The move from 224 to 224B was a full powertrain and control change, not a cosmetic refresh: Caterpillar swapped the mechanical Deutz/Perkins engine for its own 3116 direct-injection turbo diesel, revised the wheelbase, and reworked the operator controls, which pushed operating weight up into the low-20-tonne class. The plain 224 predates electronic engine management and scan-tool diagnostics entirely - fuel injection timing, transmission, and axle controls are all mechanical, which keeps troubleshooting straightforward but removes any fault-code shortcut when something goes wrong. Few 224s remain in active service today, and documentation on the base model is thin compared with later Cat excavators.
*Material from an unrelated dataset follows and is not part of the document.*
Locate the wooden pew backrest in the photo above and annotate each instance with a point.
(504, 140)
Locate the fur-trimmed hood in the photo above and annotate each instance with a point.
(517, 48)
That scarcity is exactly why the used and parts market still pays attention to it: shops running one lean on cross-reference knowledge of Deutz or Perkins wear parts, generic axle and swing-drive components, and salvage sourcing rather than a live factory parts catalog, and a 224 with a documented service history commands a real premium over one with unknown background.
Below: full specifications, fluids & capacities, the factory service schedule, common service parts, verified fault codes, what owners discuss, attachment guidance, the complete assembly directory, and a serial-number reference. Complete parts lists with full OEM part numbers, exploded diagrams, quantities, and fitment data are available free in Heavy Parts AI.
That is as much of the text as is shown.